By contrast, Dr Harper has highlighted the pitfalls of outright bans. For instance, during South Africa’s pandemic-era prohibition, smokers turned to unregulated, illegal cigarettes of unknown quality. Similar patterns emerged with alcohol Prohibition in 1930s America.
“Banning has never worked,” Harper stated.
In Kenya, Traditional quit clinics, such as the one at Nairobi’s Aga Khan Hospital, achieve low success rates when compared to smokers switching to less harmful alternatives.
“Non-combustible products like vapes, heated tobacco, and oral nicotine are estimated to be 90–98 per cent less harmful by avoiding the toxic combustion of cigarettes,” Dr Harper said.
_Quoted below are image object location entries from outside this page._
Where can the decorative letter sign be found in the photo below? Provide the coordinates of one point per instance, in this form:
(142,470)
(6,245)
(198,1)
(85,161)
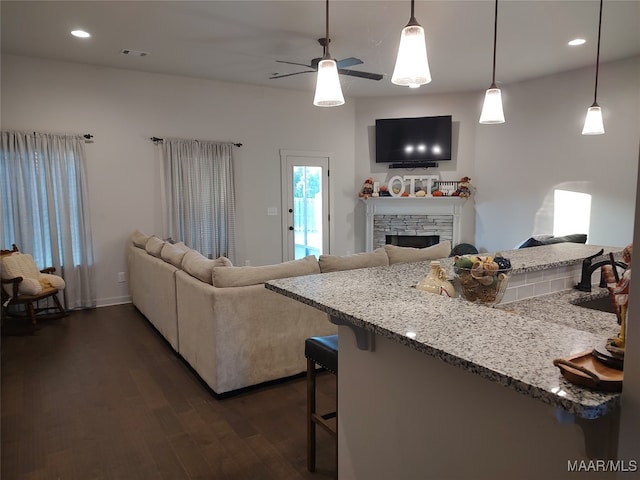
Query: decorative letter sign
(412,184)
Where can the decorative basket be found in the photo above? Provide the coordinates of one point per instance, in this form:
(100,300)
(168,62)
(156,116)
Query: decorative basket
(482,279)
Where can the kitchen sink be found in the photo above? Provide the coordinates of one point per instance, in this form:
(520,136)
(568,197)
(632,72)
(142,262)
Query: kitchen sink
(602,304)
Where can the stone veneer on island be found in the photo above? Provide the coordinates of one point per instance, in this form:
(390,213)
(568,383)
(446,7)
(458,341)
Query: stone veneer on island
(423,395)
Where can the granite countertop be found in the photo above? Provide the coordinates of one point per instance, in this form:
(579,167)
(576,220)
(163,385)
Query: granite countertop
(513,345)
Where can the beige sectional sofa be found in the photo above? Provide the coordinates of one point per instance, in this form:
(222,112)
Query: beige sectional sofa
(223,321)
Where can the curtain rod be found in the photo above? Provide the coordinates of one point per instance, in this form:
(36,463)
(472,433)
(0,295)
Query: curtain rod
(158,140)
(87,136)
While nothing is entirely risk-free, Harper argued the relative risk reduction is substantial and supported by years of evidence.
According to Dr Vivian Manyeki, a harm reduction advocate, it is important for the bill seeking to amend the Tobacco Control Act to incorporate harm reduction.
“The policymakers should not have an approach of one size fits all for nicotine products; each product should be regulated on its own,” she said, noting that there is an issue of historical distrust.
Data by the World Health Organisation (WHO) shows that about 70 per cent of all lung cancer cases in the world are attributed to tobacco smoking.
“In 2022, lung cancer was the leading cause of cancer cases and deaths, with an estimated 2.5 million cases and 1.8 million deaths,” according to the WHO global data.
In Kenya, there were 903 new lung cancer cases, and another 822 deaths in the same period.
Today, WHO data shows that 1.2 billion people in the world used tobacco in 2024 alone.